Signiant Flight’s patented scale out architecture for data transfer is the fastest way to move big data and large files to and from cloud services including cloud object storage (like Amazon S3 and Microsoft Azure). It is especially impactful for global companies with multiple locations around the world that need to ingest or receive files.
A key benefit of Flight’s enhanced scale out architecture is that it can scale a single file transfer across multiple cloud instances. This allows for higher throughput and more consistency with lower cost when compared to a scale up approach.
What’s the difference between scale up and scale out architecture when transferring files from on-premises locations to cloud storage using accelerated file transfer?
In this case, “scale up” refers to using a single large, high-power computer for processing a file transfer. The file can only go as fast as the processing limit of the single machine. When the processing power or interface speed of the specific machine is fully consumed, the transfer can’t go any faster, even when there is more bandwidth available on the network. This approach requires predicting compute resource requirements and utilizes a bigger, more expensive machine to address the challenge of accelerating large file transfers.
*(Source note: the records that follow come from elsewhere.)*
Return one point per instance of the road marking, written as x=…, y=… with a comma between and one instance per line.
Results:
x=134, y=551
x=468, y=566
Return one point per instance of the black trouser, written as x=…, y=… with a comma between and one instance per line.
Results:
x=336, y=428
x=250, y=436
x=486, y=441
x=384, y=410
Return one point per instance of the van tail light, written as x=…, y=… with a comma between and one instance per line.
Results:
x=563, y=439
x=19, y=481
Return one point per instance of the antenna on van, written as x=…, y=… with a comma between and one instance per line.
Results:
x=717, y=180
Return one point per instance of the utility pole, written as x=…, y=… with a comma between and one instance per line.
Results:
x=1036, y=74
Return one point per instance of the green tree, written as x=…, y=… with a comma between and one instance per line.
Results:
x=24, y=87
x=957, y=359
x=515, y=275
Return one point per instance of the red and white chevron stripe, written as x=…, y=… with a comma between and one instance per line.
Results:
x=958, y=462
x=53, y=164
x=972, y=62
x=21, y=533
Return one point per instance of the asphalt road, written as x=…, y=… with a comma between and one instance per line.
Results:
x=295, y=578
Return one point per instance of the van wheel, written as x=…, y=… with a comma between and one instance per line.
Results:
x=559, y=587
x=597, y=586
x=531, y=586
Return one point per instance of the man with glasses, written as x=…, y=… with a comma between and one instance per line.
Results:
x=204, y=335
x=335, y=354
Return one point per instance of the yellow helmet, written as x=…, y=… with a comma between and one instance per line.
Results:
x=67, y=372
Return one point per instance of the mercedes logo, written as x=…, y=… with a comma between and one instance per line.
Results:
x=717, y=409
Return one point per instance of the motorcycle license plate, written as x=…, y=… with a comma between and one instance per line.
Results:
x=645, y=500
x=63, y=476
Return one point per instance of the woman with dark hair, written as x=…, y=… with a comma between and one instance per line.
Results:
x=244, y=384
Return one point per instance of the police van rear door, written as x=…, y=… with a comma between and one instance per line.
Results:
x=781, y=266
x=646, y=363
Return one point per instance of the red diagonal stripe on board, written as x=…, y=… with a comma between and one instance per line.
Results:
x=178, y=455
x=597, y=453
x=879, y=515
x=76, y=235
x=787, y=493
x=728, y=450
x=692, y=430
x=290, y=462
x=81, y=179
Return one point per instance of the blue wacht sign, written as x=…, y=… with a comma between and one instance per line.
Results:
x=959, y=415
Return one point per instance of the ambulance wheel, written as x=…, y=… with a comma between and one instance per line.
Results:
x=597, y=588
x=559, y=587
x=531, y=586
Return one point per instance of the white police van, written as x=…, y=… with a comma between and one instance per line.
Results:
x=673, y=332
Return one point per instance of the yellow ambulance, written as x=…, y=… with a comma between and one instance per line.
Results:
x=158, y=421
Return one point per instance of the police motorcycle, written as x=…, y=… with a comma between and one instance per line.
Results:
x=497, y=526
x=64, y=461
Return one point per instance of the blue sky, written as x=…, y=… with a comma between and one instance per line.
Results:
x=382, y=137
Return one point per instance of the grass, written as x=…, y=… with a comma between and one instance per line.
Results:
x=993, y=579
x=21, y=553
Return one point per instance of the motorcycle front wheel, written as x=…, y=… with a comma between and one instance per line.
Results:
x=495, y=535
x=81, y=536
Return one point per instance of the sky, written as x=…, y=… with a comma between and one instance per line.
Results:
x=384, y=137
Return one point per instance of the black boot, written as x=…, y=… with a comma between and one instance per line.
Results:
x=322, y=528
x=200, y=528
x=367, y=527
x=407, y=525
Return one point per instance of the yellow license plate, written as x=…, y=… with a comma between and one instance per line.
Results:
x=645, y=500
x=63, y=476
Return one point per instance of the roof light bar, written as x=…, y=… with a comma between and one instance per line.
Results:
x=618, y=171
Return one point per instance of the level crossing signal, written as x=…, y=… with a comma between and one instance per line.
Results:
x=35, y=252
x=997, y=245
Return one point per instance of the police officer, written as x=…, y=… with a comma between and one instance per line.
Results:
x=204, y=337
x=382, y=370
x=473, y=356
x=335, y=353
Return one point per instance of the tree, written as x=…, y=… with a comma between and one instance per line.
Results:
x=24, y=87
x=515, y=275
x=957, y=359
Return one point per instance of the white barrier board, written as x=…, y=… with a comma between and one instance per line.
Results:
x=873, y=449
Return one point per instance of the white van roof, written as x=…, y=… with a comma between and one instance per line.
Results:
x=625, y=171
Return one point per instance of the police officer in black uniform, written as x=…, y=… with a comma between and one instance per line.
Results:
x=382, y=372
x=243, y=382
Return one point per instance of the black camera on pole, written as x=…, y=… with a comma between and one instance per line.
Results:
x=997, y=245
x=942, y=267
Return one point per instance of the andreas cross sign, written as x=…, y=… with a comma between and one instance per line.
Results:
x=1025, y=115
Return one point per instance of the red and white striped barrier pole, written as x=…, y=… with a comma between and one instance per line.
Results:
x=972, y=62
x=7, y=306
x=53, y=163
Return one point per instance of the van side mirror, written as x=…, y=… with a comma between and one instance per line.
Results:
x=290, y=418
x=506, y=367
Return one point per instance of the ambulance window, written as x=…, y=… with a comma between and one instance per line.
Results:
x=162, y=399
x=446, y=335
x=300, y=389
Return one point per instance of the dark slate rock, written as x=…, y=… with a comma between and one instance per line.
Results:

Scale out architecture, on the other hand, solves the problem with a commodity computing approach, using an array of low-cost machines and scaling a single file transfer across multiple compute instances or nodes. By utilizing a large number of readily available computing components for parallel processing, you can obtain the greatest amount of useful computations for the least cost (Dorband et al, 2003). System architects recognized the efficiency of commodity computing even before cloud computing had developed.
One of the first real advances in computer processing speed was introduced in 1980’s, after an MIT graduate student recognized the “scaling out” advantages of many parallel processors over the huge, expensive and slow supercomputers of the day (Hillis, 1985). By processing data across thousands of computer processors working in tandem, like the brain’s neural network, they were able to smash speed records.
Since then, computer performance has risen sharply and costs have dropped to the point that most of us own at least one. And high-performance computing applications have increasingly adopted low-cost commodity systems for tasks that would have once required supercomputers.
The cloud, which is basically a massive cluster of servers and storage, is theoretically a perfect match for scale out architecture. However, cloud software has to be designed to take advantage of the cloud, allowing for efficient management and maintenance of data transfers across multiple nodes.
Signiant Flight’s patented architecture for data transfer is the only solution to date that scales out large file transfers to cloud services.
Bondi, André B. (2000). Characteristics of scalability and their impact on performance. Proceedings of the second international workshop on Software and performance – WOSP ’00. p. 195.
Dorband, J. E.; Raytheon, J. P.; Ranawake, U. (2003). Commodity Computing Clusters at Goddard Space Flight Center, Journal of Space Communication.
Hill, Mark D. (1990). “What is scalability?”. ACM SIGARCH Computer Architecture News. 18 (4): 18.
Hillis, W. D. (1985). The Connection Machine, MIT Press. Cambridge, MA.